Le Commissariat de l’unité 15 des Parcelles-Assainies a mis la main sur M. Fall pour viol suivi de grossesse commis par une personne ayant autorité sur la victime. En clair, le mis en cause, étant le beau-père de la victime, avait pourtant transformé sa belle-fille en objet sexuel. 

Le service de police de l’unité 15 des Parcelles Assainies a procédé à l’interpellation d’un (01) individu pour viol suivi de grossesse commis par une personne ayant autorité sur la victime, à la suite de la lettre plainte enregistrée sous le n°1010/CAU15 du 02/03/2026, formulée par la nommée K. DIAGNE contre le nommé M. FALL, 50 ans.

Se disant commerçant, domicilié à Cambérène, M. Fall, 50 ans, est accusé d’avoir violé sa belle-fille, 18 ans, qui s’est retrouvée avec une grossesse         

En effet, selon les informations de votre canard, il ressort de sa lettre plainte que la victime, K.DIAGNE, 18 ans, élève en classe de Seconde, a porté plainte contre son beau-père M. FALL car ce dernier est l’époux de sa mère depuis sept (07) ans pour viol suivi de grossesse. Dans ses déclarations, elle renseigne vivre avec son beau-père dans une même chambre située à Cambéréne 2 depuis le début de l’année scolaire 2025-2026. À l’en croire, depuis environ deux (02) ans, elle a été victime à deux reprises d’abus sexuels perpétrés par son beau-père M. FALL. Mieux ou pire, elle serait actuellement enceinte de lui. En tout cas, la dernière échographie de grossesse, daté le 02 mars dernier indique qu’elle est enceinte de 06 SA + 06

À en croire la victime, le mis en cause, interpellé par le commissariat de l’unité 16 des Parcelles Assainies, profitait de l’absence de sa mère pour être en intimité avec Revenant sur les circonstances de cette relation, elle a affirmé devant les enquêteurs que son beau-père profite de l’absence de sa mère pour être en intimité avec elle, sur fond, ajoute-t-elle, de menaces en cas de dénonciations. Elle a précisé qu’elle a été déviergée par le même mis en cause. Et leur dernier rapport sexuel remonte à la dernière quinzaine du mois janvier 2026, se souvient-elle.

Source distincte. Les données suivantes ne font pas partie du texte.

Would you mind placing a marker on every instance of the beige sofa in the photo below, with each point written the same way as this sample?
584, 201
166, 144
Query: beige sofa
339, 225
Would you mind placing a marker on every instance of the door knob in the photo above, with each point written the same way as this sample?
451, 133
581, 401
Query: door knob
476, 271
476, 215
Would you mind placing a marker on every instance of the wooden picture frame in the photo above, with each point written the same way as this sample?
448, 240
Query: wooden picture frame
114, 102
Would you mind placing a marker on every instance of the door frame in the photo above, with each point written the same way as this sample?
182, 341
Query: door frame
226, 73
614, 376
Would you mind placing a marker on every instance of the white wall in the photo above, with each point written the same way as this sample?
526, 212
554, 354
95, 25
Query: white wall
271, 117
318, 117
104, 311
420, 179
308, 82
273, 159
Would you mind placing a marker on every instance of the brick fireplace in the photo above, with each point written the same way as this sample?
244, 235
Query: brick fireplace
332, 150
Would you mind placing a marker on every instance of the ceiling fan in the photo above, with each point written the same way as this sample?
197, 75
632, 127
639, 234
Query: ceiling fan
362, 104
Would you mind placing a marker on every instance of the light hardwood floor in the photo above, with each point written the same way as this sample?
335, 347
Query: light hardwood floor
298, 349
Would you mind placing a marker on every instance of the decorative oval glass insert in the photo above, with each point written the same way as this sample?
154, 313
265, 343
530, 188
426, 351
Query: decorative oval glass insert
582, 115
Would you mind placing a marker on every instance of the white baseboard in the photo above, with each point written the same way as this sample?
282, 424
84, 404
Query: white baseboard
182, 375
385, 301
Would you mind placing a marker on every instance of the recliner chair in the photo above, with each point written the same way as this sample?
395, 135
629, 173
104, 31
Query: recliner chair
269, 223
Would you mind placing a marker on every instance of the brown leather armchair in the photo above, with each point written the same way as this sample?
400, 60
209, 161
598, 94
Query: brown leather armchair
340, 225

Interrogé, il a tenté de se défendre en invoquant… une impuissance sexuelle supposée

Selon nos informations, la victime, inquiète d’un retard de règles, aurait alerté le mis en cause. Ce dernier l’aurait alors rassurée, soutenant qu’elle « se faisait des idées pour rien » et qu’elle était « en bonne santé ». Pour étayer ses dires, il aurait même affirmé que si « quelque chose lui était arrivé », il l’aurait su, se prévalant de cours d’« Eco Fam » qu’il dit avoir suivis. Mais la jeune femme avait pris soin d’enregistrer, à l’aide de son téléphone portable, une discussion datée du 21 février 2026. L’exploitation de cet enregistrement, mis à la disposition des enquêteurs, a confirmé les propos qu’elle rapporte.

Un argument vite battu en brèche par les éléments de l’enquête, notamment les confidences de son épouse, et autres éléments sonores

Interrogé sommairement, le suspect a nié les faits qui lui sont reprochés, sans véritablement convaincre. Il soutient souffrir d’une impuissance sexuelle depuis un an, précisant que seule sa mère serait au courant de cette situation. Un argument qui n’a pas résisté à l’audition de son épouse. Entendue par les enquêteurs, cette dernière a déclaré qu’ils menaient une vie conjugale « tout à fait normale » et que leur dernier rapport intime remontait à deux semaines. Face à ces contradictions, les enquêteurs ont établi des réquisitions à personnes qualifiées afin de poursuivre les investigations et de faire toute la lumière sur cette affaire particulièrement sensible. L’enquête suit son cours.